No mesmo sentido, nada há no tratado internacional objeto da presente impugnação que acabe por impor ou de qualquer forma constranger a essência da liberdade religiosa, expressa na garantia da liberdade e da pluralidade, pois limita-se a prever que “o ensino religioso, católico e de outras confissões religiosas, de matrícula facultativa, constitui disciplina dos horários normais das escolas públicas de ensino fundamental, assegurado o respeito à diversidade cultural religiosa do Brasil, em conformidade com a Constituição e as outras leis vigentes, sem qualquer forma de discriminação”. (...). Não há dúvidas de que o conceito de laicidade, expresso no art. 19, I, da CRFB, e iluminado pelo direito à liberdade de religião, tal como aqui interpretado, guarda diferenças em relação ao que alguns precedentes desta Corte têm assentado. Nos termos em que tradicionalmente formulado o conceito de laicidade, talvez fosse possível aduzir que a interpretação aqui defendida acaba por desvelar uma possível religiosidade no âmbito do direito à educação. Nada obstante, o esforço argumentativo aqui realizado visa não apenas afastar práticas inconstitucionais de exclusão que, não raro, são autorizadas sob a justificativa da laicidade, mas também permitir a afirmação de direitos das minorias religiosas: “talvez uma religiosidade assumida nos conduza a práticas mais inclusivas. (...). Saber que práticas são essas e se as mesmas poderão fazer frente à tradição católica, sopesando santos, caboclos e orixás, permitindo uma convivência baseada no respeito e igual consideração a todos dentro de uma realidade multicultural é resposta que fica legada ao aprendizado social, à história escrita de modo intersubjetivamente responsável”. (PINHEIRO, Douglas Antônio Rocha. Direito, Estado e Religião: a constituinte de 1987/1988 e a (re)construção da identidade religiosa do sujeito constitucional brasileiro. Dissertação de mestrado: Universidade de Brasília, 2008, p. 122). [1]

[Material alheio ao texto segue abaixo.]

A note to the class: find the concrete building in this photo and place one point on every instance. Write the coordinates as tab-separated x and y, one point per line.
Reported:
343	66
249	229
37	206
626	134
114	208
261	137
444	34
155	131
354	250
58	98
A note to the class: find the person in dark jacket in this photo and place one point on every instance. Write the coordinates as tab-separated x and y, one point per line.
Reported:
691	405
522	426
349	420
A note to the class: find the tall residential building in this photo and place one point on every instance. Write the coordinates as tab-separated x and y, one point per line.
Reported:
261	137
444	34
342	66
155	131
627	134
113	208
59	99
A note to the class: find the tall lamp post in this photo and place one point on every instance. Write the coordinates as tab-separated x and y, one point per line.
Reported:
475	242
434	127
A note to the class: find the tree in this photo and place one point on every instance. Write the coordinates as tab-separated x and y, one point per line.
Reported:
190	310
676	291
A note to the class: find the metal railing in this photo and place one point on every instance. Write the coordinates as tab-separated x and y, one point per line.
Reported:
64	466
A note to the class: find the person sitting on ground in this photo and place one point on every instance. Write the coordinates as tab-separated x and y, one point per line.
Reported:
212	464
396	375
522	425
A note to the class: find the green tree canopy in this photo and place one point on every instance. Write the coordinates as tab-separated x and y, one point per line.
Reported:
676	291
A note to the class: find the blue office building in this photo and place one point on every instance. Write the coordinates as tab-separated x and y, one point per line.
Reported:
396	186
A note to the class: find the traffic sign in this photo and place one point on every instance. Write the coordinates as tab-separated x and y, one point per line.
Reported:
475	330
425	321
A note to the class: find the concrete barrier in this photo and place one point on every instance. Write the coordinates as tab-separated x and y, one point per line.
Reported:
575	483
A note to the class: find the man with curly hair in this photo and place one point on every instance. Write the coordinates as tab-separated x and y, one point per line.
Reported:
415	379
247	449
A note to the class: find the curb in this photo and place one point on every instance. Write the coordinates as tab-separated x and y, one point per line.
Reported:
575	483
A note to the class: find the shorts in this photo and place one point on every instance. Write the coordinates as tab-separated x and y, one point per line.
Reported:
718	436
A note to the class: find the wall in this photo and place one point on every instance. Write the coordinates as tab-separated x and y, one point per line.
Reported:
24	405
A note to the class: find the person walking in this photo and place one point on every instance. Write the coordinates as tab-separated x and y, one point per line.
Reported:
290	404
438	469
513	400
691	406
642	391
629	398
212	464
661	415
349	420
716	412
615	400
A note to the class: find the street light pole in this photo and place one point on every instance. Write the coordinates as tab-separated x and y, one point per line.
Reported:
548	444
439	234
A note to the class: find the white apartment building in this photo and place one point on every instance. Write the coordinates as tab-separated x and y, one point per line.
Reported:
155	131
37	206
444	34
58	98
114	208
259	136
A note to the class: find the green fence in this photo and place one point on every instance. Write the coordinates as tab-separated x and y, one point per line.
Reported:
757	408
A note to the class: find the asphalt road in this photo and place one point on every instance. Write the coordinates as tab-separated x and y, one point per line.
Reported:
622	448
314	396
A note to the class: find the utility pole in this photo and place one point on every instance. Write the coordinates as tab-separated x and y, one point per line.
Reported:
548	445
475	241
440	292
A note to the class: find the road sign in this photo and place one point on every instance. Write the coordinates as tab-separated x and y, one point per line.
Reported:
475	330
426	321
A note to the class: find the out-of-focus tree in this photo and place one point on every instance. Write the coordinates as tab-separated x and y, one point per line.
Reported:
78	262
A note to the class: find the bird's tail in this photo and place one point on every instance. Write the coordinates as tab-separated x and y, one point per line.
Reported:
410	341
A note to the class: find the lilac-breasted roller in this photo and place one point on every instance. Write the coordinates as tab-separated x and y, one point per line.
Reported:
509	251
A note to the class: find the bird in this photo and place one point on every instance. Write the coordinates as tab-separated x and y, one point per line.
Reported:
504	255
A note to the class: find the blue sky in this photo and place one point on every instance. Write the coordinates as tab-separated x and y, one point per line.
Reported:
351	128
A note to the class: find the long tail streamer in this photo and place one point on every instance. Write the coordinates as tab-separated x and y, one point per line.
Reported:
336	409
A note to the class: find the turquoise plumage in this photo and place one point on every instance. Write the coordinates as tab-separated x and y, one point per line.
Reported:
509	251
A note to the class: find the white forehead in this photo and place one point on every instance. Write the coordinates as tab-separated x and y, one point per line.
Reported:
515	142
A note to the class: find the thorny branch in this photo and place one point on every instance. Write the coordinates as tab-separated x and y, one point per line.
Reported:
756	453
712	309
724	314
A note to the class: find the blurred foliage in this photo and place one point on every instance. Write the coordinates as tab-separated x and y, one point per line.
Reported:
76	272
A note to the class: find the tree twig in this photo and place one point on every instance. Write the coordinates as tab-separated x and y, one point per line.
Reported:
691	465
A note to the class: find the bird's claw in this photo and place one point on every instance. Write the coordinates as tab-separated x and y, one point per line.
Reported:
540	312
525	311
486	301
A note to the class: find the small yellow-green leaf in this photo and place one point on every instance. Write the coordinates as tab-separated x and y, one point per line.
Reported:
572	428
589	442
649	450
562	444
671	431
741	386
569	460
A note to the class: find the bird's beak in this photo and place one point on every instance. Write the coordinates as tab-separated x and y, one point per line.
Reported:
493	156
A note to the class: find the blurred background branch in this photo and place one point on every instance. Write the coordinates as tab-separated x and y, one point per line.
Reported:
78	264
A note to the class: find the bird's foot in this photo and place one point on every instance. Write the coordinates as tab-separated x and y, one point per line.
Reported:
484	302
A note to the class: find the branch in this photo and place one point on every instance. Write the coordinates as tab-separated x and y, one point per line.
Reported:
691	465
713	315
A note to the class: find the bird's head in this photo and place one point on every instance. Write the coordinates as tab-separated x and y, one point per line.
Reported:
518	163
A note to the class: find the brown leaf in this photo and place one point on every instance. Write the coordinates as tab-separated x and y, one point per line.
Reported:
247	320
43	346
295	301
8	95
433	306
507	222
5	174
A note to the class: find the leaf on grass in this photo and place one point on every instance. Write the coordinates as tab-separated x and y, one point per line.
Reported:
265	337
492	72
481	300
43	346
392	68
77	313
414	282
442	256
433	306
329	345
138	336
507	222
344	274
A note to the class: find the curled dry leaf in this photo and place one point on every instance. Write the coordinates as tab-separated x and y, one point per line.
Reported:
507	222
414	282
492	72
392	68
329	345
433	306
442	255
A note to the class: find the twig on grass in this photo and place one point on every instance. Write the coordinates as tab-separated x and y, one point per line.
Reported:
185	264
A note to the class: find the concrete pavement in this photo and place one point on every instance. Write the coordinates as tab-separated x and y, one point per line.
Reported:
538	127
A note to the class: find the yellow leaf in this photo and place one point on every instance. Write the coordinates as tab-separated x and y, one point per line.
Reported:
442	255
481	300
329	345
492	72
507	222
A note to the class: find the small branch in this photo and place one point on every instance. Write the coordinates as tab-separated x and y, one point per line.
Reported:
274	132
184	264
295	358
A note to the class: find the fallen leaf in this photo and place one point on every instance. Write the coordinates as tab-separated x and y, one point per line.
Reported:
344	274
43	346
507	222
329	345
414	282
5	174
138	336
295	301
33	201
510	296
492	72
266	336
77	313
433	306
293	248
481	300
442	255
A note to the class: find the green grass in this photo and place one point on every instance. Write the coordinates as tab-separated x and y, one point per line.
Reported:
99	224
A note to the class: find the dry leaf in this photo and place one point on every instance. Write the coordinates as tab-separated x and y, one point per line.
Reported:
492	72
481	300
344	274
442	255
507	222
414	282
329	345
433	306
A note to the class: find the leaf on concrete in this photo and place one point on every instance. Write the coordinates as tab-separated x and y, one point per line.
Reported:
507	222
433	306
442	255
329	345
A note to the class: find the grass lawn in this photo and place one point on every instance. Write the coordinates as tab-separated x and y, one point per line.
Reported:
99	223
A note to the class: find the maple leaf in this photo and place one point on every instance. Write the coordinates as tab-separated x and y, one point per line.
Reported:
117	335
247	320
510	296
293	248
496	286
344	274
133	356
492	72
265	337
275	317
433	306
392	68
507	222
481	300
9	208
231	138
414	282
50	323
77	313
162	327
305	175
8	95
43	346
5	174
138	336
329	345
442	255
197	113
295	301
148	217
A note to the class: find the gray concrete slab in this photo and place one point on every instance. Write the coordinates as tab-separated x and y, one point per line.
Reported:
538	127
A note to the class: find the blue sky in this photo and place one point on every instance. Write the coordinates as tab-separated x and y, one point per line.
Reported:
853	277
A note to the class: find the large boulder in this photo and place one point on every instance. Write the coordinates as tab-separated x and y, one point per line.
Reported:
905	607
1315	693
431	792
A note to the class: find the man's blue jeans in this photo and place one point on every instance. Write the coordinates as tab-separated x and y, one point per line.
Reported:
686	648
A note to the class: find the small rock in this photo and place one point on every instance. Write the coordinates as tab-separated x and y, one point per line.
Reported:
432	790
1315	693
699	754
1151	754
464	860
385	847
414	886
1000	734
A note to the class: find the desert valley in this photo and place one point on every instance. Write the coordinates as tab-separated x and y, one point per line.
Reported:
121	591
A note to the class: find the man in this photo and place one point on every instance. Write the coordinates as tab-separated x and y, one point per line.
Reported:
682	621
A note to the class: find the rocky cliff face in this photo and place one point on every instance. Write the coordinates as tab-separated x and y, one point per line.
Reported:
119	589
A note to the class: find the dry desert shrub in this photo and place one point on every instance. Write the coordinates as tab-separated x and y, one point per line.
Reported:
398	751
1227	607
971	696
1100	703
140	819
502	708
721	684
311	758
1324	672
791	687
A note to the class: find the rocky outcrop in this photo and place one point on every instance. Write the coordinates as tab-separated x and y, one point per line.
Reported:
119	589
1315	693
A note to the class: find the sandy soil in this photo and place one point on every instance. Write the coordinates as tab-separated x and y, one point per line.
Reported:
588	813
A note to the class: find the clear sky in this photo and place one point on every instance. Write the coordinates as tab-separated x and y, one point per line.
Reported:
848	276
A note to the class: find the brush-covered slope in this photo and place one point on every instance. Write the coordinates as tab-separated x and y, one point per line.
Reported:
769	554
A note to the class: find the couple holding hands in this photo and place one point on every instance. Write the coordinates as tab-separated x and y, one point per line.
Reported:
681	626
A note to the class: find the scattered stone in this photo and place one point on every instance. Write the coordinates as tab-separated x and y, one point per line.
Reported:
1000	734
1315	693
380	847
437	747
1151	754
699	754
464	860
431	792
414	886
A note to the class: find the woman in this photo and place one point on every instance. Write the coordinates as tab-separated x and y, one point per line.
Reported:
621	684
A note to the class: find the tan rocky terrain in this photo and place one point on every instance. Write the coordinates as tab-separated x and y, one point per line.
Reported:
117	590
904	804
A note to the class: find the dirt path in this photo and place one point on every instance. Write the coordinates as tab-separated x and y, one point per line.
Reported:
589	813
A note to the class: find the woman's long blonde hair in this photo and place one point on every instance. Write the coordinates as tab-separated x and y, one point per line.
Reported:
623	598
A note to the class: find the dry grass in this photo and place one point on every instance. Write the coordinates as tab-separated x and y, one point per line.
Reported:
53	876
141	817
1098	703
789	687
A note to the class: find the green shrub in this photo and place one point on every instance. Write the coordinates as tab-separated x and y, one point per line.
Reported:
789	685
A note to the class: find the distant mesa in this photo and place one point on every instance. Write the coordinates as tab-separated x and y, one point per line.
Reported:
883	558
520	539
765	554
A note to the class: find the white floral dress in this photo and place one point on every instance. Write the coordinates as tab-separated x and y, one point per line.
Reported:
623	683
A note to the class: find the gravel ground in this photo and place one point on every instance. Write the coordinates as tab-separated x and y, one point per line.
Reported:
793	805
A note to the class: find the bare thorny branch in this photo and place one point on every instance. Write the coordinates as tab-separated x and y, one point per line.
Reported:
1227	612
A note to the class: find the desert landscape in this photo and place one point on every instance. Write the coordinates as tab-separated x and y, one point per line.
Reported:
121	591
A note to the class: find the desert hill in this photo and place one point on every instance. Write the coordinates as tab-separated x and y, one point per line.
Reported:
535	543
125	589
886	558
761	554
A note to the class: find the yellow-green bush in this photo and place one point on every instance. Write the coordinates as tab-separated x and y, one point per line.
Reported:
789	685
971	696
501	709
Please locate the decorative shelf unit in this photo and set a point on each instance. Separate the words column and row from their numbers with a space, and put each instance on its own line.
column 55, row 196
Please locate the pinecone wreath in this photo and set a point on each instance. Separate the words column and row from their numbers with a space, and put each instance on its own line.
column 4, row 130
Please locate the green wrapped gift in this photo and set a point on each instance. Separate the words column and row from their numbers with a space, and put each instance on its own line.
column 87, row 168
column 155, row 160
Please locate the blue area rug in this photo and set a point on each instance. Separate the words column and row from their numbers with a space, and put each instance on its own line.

Ao concluir esta discussão, gostaríamos de citar um texto de Luigi Giussani, onde nos parece ficar claro o horizonte em que deve ser colocada a discussão acerca deste tema:
A humanidade de uma sociedade, a sua civilização, é determinada pela ajuda que a sua educação oferece para manter escancarada a insaciável abertura à verdade, através de todas as comodidades e interesses que prematuramente desejariam fecha-la. [2]
O ensino religioso contribui para manter aberta nas jovens gerações a exigência da verdade, o incansável dinamismo da razão que busca o significado de tudo, o nexo entre cada coisa e o horizonte total, que, neste movimento, se abre ao Mistério.
Nota:
[1] FACHIN, Edson. Voto-Vogal da Ação Direta de Inconstitucionalidade 4.439. Distrito Federal, 30 de agosto de 2017. Disponível em <http:// www.stf.jus.br/ arquivo/ cms/ noticiaNoticiaStf/ anexo/ VotoFachinEnsinoReligioso.pdf>. Acesso em 31 ago 2017.
[2] GIUSSANI, Luigi. O senso religioso. Brasília: Universa, 2011, p. 159.